Copenhagen Emergency Medical Services, Copenhagen University Hospital, Copenhagen, Denmark; Department of Cardiology, Copenhagen University Hospital-Herlev and Gentofte Hospital, Copenhagen, Denmark.
J Am Coll Cardiol. 2022 May 10;79(18):1818-1827. doi: 10.1016/j.jacc.2022.02.041.
Although sudden cardiac death (SCD) is recognized as a high-priority public health topic, reliable estimates of the incidence of SCD or, more broadly, out-of-hospital cardiac arrest (OHCA), in the population are scarce, especially in the European Union.
The study objective was to determine the incidence of SCD and OHCA in the European Union.
The study examined 4 large (ie, >2 million inhabitants) European population-based prospective registries collecting emergency medical services (EMS)-attended (ie, with attempted resuscitation) OHCA and SCD (OHCA without obvious extracardiac causes) for >5 consecutive years from January 2012 to December 2017 in the Paris region (France), the North Holland region (the Netherlands), the Stockholm region (Sweden), and in all of Denmark.

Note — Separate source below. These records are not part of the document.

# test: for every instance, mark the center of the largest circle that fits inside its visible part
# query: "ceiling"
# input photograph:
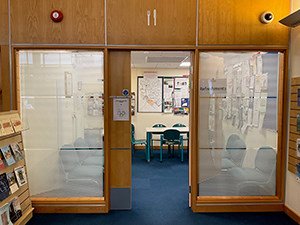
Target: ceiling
(159, 59)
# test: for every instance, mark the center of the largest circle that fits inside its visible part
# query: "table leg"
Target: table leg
(148, 146)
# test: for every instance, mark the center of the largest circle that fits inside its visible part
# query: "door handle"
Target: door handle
(148, 17)
(154, 17)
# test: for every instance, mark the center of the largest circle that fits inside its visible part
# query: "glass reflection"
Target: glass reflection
(61, 99)
(238, 123)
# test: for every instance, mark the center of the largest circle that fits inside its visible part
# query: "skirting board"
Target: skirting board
(69, 209)
(139, 147)
(239, 208)
(292, 214)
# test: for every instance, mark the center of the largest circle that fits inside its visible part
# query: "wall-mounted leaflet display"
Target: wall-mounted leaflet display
(168, 95)
(15, 205)
(150, 92)
(163, 94)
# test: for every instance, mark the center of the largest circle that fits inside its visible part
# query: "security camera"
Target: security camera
(266, 17)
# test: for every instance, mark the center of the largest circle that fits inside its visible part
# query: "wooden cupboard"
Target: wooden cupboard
(3, 22)
(236, 22)
(83, 22)
(151, 22)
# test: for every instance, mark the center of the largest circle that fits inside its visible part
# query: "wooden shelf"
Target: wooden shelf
(25, 217)
(293, 159)
(11, 167)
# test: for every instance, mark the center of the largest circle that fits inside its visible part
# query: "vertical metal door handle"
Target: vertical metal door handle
(154, 16)
(148, 17)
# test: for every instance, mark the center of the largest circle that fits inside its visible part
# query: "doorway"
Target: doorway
(160, 84)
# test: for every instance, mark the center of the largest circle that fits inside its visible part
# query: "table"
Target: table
(160, 130)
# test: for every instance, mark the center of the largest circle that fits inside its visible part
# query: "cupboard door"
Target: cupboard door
(127, 22)
(4, 22)
(237, 22)
(175, 22)
(83, 21)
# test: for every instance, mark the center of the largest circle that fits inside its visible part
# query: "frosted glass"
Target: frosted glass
(61, 95)
(237, 123)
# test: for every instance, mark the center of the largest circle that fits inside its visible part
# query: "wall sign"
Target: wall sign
(56, 16)
(120, 108)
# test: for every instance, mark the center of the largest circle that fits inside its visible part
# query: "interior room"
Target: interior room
(159, 104)
(160, 92)
(149, 112)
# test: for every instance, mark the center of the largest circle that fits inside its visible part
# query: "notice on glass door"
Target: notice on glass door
(120, 109)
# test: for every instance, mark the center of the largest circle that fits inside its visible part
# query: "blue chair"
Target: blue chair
(135, 141)
(155, 139)
(179, 125)
(187, 136)
(171, 137)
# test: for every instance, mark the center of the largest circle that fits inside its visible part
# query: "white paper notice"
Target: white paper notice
(298, 147)
(121, 109)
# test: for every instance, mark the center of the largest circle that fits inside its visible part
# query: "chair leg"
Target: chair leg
(181, 151)
(173, 151)
(160, 153)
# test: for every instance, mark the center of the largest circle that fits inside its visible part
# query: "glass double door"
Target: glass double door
(239, 109)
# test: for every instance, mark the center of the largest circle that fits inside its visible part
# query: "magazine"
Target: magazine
(1, 129)
(8, 156)
(4, 187)
(4, 214)
(15, 211)
(13, 186)
(17, 124)
(7, 127)
(20, 175)
(16, 150)
(2, 165)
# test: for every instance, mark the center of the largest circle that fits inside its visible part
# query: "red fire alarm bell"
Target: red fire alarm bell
(56, 16)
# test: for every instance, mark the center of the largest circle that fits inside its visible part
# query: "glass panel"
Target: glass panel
(238, 123)
(61, 100)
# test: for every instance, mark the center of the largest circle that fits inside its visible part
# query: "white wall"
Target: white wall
(143, 120)
(292, 186)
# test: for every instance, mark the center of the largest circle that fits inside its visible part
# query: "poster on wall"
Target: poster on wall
(150, 93)
(181, 96)
(121, 109)
(168, 95)
(298, 147)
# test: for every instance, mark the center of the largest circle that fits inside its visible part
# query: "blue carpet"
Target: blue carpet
(160, 197)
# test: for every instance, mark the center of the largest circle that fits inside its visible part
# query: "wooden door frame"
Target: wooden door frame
(210, 204)
(246, 203)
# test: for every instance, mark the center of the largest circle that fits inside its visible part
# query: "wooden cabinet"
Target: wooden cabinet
(83, 22)
(3, 22)
(151, 22)
(237, 22)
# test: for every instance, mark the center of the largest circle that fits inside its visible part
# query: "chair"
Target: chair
(135, 141)
(171, 137)
(179, 125)
(234, 154)
(261, 179)
(155, 139)
(76, 171)
(187, 135)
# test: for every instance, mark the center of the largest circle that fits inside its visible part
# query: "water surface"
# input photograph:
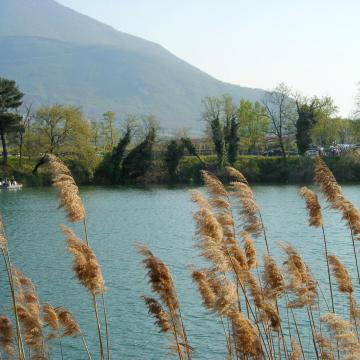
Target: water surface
(161, 218)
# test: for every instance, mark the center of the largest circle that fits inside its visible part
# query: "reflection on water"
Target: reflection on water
(161, 218)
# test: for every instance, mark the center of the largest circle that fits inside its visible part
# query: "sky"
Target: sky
(311, 46)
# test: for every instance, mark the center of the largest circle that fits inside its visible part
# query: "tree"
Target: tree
(96, 134)
(173, 155)
(253, 125)
(309, 112)
(110, 167)
(191, 148)
(357, 103)
(110, 132)
(212, 114)
(281, 111)
(10, 100)
(222, 118)
(23, 127)
(64, 131)
(139, 160)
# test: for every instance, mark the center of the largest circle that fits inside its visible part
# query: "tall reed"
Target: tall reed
(334, 195)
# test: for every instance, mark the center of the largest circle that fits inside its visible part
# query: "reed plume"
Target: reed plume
(198, 198)
(69, 195)
(226, 296)
(268, 311)
(250, 250)
(8, 266)
(313, 206)
(52, 320)
(327, 349)
(211, 239)
(316, 220)
(341, 331)
(159, 278)
(3, 240)
(213, 185)
(246, 338)
(341, 275)
(296, 351)
(161, 283)
(6, 336)
(345, 285)
(236, 175)
(302, 283)
(274, 283)
(85, 264)
(28, 309)
(155, 309)
(333, 193)
(327, 182)
(249, 208)
(205, 289)
(68, 323)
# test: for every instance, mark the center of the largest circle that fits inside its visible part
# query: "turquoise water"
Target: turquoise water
(161, 218)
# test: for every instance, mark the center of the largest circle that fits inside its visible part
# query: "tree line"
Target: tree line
(282, 120)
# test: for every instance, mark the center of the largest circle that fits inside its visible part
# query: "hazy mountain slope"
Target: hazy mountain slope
(58, 55)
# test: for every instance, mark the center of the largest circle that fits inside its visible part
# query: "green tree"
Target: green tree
(253, 124)
(109, 130)
(281, 110)
(139, 160)
(221, 116)
(212, 115)
(189, 146)
(10, 100)
(173, 155)
(64, 130)
(110, 167)
(309, 112)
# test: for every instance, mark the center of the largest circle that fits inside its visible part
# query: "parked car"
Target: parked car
(312, 152)
(272, 152)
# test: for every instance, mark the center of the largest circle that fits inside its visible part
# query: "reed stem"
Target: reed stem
(106, 326)
(98, 327)
(8, 266)
(328, 269)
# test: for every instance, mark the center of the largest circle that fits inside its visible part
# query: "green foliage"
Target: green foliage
(10, 100)
(109, 130)
(281, 110)
(174, 153)
(109, 170)
(233, 141)
(254, 125)
(139, 160)
(222, 118)
(310, 112)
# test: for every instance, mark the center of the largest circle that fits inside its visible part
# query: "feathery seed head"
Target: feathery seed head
(6, 335)
(313, 206)
(155, 308)
(85, 264)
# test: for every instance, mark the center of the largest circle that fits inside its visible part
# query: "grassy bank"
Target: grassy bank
(258, 169)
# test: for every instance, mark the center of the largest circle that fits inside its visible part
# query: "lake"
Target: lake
(161, 218)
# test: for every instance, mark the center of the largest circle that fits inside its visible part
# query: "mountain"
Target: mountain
(60, 56)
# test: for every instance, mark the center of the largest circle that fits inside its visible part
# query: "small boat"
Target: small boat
(10, 185)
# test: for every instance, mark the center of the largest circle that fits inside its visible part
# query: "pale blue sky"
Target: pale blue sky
(312, 46)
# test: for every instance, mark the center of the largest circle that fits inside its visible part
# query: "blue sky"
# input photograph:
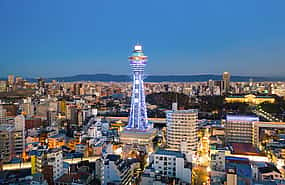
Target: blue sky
(68, 37)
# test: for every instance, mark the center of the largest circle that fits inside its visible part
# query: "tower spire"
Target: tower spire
(138, 113)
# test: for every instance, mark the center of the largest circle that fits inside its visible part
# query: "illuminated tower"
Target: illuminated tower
(138, 114)
(138, 132)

The average annual incidence of SCD in the 4 registries ranged from 36.8 per 100,000 (95% CI: 23.5-50.1 per 100,000) to 39.7 per 100,000 (95% CI: 32.6-46.8 per 100,000). When extrapolating to each European country and accounting for age and sex, this yields to 249,538 SCD cases per year (95% CI: 155,377-343,719 SCD cases per year). The average annual incidence of OHCA in the 4 registries ranged from 47.8 per 100,000 (95% CI: 21.2-74.4 per 100,000) to 57.9 per 100,000 (95% CI: 19.6-96.3 per 100,000), corresponding to 343,496 OHCA cases per year (95% CI: 216,472-464,922 OHCA cases per year) in the European Union. Incidence rates of SCD and OHCA increased with age and were systematically higher in men compared with women.

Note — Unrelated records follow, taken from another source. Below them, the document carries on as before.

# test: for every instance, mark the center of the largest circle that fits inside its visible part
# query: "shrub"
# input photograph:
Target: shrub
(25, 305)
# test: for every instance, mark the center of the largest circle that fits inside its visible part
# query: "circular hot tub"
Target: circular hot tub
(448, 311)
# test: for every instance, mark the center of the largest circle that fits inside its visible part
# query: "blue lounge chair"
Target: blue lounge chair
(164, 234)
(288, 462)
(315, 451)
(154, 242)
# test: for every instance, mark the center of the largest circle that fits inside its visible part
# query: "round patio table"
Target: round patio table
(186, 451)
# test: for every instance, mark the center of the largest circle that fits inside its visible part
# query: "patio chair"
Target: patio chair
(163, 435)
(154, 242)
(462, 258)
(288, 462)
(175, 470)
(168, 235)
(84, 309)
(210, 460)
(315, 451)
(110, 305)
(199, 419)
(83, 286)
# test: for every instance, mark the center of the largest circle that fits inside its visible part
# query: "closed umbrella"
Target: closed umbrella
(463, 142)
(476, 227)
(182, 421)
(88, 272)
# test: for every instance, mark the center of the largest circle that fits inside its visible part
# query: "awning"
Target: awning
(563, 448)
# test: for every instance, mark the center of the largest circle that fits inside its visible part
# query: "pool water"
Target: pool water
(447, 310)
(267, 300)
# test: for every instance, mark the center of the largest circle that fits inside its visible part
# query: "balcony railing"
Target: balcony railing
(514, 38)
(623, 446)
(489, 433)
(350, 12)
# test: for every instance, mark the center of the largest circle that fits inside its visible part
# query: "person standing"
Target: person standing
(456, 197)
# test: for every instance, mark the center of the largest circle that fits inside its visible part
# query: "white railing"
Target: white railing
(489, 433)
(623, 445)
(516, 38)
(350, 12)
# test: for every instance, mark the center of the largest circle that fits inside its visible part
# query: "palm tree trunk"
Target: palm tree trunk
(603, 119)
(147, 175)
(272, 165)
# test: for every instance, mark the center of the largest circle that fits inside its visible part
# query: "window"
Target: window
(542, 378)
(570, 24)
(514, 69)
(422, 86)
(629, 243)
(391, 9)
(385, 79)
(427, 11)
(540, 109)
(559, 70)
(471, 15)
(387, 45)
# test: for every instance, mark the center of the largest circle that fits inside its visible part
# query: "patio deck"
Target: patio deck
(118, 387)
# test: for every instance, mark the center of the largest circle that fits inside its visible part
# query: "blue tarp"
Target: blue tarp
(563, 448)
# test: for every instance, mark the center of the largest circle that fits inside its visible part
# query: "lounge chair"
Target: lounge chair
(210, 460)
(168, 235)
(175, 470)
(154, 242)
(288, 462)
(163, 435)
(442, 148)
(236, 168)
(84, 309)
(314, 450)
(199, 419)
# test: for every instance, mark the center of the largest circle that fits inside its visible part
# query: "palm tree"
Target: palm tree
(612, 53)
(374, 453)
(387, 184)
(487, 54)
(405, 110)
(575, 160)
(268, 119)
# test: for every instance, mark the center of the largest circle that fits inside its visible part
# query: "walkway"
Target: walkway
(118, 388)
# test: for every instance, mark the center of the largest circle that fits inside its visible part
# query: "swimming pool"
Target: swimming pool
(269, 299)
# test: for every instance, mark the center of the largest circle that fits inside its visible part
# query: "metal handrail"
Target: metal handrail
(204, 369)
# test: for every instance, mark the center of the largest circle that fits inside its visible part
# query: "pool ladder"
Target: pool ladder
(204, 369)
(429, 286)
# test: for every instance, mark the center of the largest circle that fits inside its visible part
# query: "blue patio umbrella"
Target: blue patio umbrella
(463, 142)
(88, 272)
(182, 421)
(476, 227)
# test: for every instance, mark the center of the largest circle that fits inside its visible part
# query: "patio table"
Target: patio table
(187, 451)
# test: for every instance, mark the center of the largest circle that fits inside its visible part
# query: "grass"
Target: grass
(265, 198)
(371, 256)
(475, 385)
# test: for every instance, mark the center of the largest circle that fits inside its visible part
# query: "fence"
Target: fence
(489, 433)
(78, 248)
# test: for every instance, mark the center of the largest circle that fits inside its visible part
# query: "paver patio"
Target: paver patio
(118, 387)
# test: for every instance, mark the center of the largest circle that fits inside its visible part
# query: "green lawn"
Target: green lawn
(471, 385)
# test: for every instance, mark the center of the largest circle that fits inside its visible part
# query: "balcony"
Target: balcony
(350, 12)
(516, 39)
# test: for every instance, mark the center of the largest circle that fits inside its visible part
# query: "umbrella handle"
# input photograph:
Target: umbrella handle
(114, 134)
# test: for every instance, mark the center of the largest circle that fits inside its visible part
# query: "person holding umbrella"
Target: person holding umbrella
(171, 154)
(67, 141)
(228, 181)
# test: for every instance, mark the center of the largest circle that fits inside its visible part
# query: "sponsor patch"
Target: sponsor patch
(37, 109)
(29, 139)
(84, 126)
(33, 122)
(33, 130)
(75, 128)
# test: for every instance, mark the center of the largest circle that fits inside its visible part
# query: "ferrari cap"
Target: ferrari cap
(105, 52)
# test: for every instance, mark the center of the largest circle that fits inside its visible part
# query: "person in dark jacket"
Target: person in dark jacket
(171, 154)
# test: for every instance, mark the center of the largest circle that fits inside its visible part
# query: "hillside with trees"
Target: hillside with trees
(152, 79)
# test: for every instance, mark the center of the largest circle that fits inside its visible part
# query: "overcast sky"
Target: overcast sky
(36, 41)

By combining data from 4 large, population-based registries with at least 5 years of data collection, this study provided an estimate of the incidence of SCD and OHCA in the European Union.

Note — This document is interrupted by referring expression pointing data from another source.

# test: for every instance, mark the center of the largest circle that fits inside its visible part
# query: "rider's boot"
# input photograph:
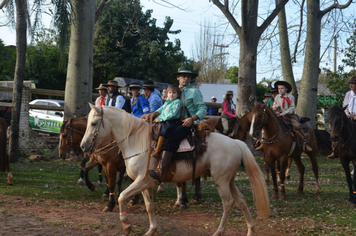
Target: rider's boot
(158, 174)
(306, 146)
(158, 148)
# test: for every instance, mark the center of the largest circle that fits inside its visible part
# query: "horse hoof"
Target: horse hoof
(107, 209)
(194, 202)
(282, 198)
(182, 207)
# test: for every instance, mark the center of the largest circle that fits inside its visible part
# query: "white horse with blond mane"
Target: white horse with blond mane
(222, 158)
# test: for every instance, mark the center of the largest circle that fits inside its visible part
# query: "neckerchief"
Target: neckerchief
(285, 99)
(134, 101)
(102, 101)
(352, 103)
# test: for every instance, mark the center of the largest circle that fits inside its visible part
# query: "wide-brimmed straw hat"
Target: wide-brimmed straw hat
(148, 84)
(101, 87)
(184, 70)
(286, 84)
(352, 80)
(135, 85)
(112, 83)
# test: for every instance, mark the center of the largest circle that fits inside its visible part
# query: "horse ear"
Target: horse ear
(96, 109)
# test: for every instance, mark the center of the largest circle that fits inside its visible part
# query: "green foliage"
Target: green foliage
(350, 52)
(43, 65)
(233, 74)
(129, 44)
(337, 85)
(261, 90)
(7, 62)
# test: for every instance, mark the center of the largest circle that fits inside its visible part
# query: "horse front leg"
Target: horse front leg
(301, 170)
(111, 172)
(272, 167)
(91, 165)
(139, 185)
(197, 195)
(282, 175)
(182, 199)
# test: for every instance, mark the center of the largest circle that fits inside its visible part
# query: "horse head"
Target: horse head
(257, 119)
(70, 136)
(336, 119)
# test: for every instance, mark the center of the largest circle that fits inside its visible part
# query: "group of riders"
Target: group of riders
(184, 106)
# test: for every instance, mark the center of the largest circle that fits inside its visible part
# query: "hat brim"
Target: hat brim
(174, 75)
(286, 84)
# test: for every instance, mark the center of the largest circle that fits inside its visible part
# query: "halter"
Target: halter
(342, 126)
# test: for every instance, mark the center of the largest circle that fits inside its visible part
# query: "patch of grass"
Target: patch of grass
(325, 214)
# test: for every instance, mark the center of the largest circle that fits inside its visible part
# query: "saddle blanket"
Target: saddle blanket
(185, 146)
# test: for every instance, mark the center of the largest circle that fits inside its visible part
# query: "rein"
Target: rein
(71, 136)
(342, 125)
(268, 141)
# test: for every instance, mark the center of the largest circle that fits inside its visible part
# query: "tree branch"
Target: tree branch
(271, 17)
(294, 58)
(335, 6)
(224, 8)
(4, 3)
(101, 8)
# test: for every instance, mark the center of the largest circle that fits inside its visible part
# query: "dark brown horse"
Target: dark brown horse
(279, 144)
(343, 133)
(4, 158)
(71, 135)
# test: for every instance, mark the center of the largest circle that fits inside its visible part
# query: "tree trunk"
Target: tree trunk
(21, 44)
(307, 102)
(287, 70)
(246, 90)
(80, 60)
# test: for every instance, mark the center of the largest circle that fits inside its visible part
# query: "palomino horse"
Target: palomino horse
(279, 145)
(343, 133)
(222, 158)
(71, 134)
(4, 158)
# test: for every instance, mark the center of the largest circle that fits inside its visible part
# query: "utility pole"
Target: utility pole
(221, 54)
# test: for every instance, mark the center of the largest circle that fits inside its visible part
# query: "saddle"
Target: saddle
(192, 147)
(299, 135)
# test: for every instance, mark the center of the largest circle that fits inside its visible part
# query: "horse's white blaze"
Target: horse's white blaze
(252, 125)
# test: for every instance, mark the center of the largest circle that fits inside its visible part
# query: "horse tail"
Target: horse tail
(258, 184)
(324, 141)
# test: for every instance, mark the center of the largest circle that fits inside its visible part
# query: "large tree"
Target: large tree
(129, 44)
(307, 102)
(249, 34)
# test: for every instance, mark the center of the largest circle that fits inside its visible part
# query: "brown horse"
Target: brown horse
(71, 135)
(343, 133)
(4, 158)
(279, 144)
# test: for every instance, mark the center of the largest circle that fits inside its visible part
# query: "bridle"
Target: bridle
(268, 141)
(341, 127)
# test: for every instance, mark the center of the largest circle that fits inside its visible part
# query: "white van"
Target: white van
(46, 120)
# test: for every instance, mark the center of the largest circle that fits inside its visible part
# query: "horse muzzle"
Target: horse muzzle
(335, 138)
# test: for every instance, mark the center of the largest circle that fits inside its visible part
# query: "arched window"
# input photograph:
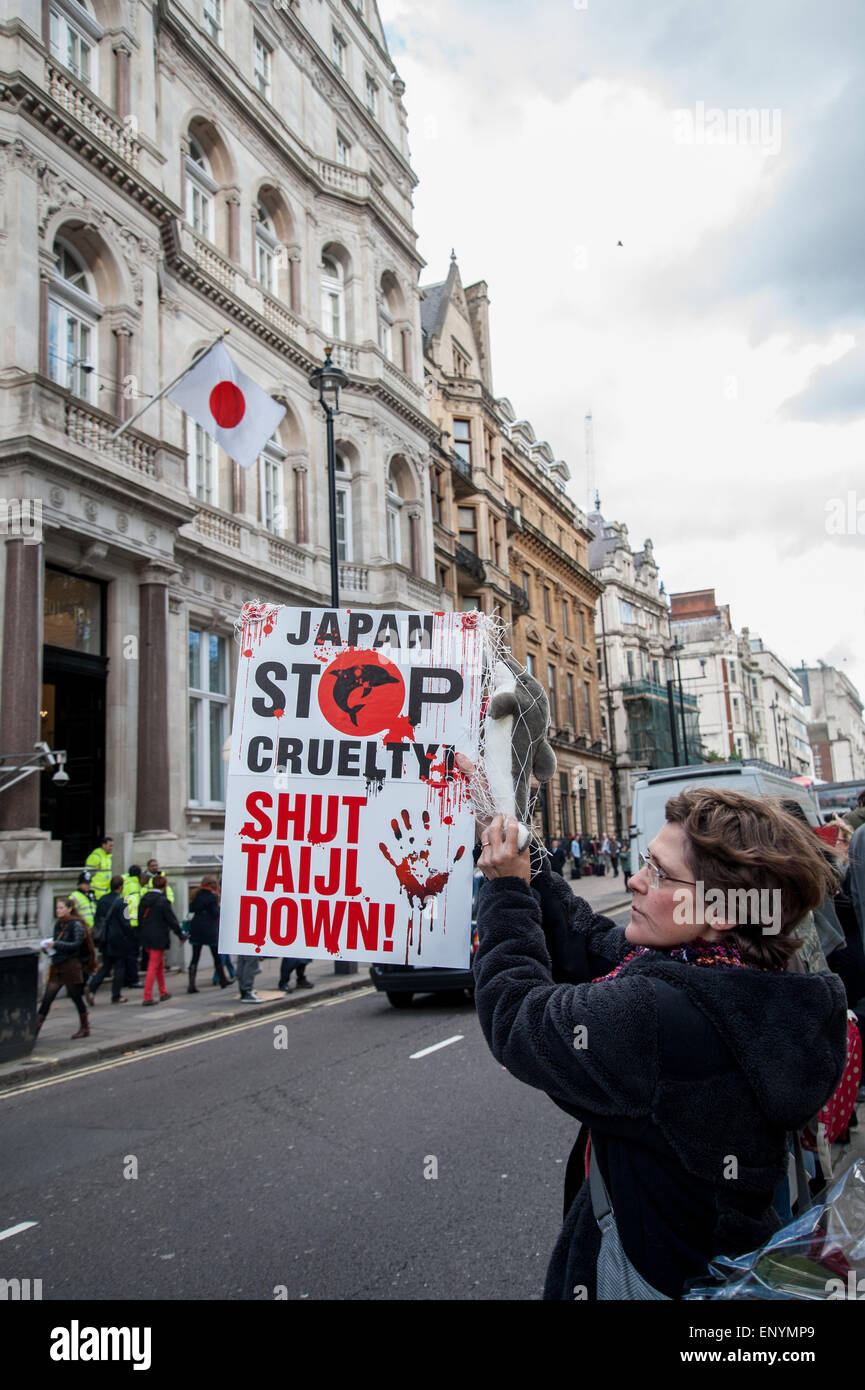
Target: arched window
(271, 487)
(267, 248)
(333, 298)
(74, 316)
(394, 503)
(74, 36)
(344, 509)
(200, 189)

尽管心源性猝死(SCD)已被确认为一个高度优先的公共卫生议题,但在人群中,SCD 或更广泛的院外心脏骤停(OHCA)的可靠发生率数据仍然稀缺,尤其是在欧盟。
本研究旨在确定欧盟 SCD 和 OHCA 的发生率。
本研究调查了 4 个大型(即,超过 200 万居民)基于人群的前瞻性登记处,这些登记处从 2012 年 1 月至 2017 年 12 月,连续 5 年以上收集了接受紧急医疗服务(EMS)治疗的 OHCA(即,进行了复苏尝试)和 SCD(OHCA 无明显心外原因)的患者数据,这些登记处分别位于巴黎地区(法国)、北荷兰地区(荷兰)、斯德哥尔摩地区(瑞典)和丹麦全境。
4 个登记处的 SCD 平均年发生率范围为 36.8/100000(95%CI:23.5-50.1/100000)至 39.7/100000(95%CI:32.6-46.8/100000)。当外推至每个欧洲国家并考虑年龄和性别因素时,这相当于每年发生 249538 例 SCD(95%CI:155377-343719 例 SCD)。4 个登记处的 OHCA 平均年发生率范围为 47.8/100000(95%CI:21.2-74.4/100000)至 57.9/100000(95%CI:19.6-96.3/100000),相当于每年在欧盟发生 343496 例 OHCA(95%CI:216472-464922 例 OHCA)。SCD 和 OHCA 的发生率随年龄增长而增加,且男性明显高于女性。
通过合并至少 5 年数据收集的 4 个大型基于人群的登记处的数据,本研究提供了欧盟 SCD 和 OHCA 发生率的估计值。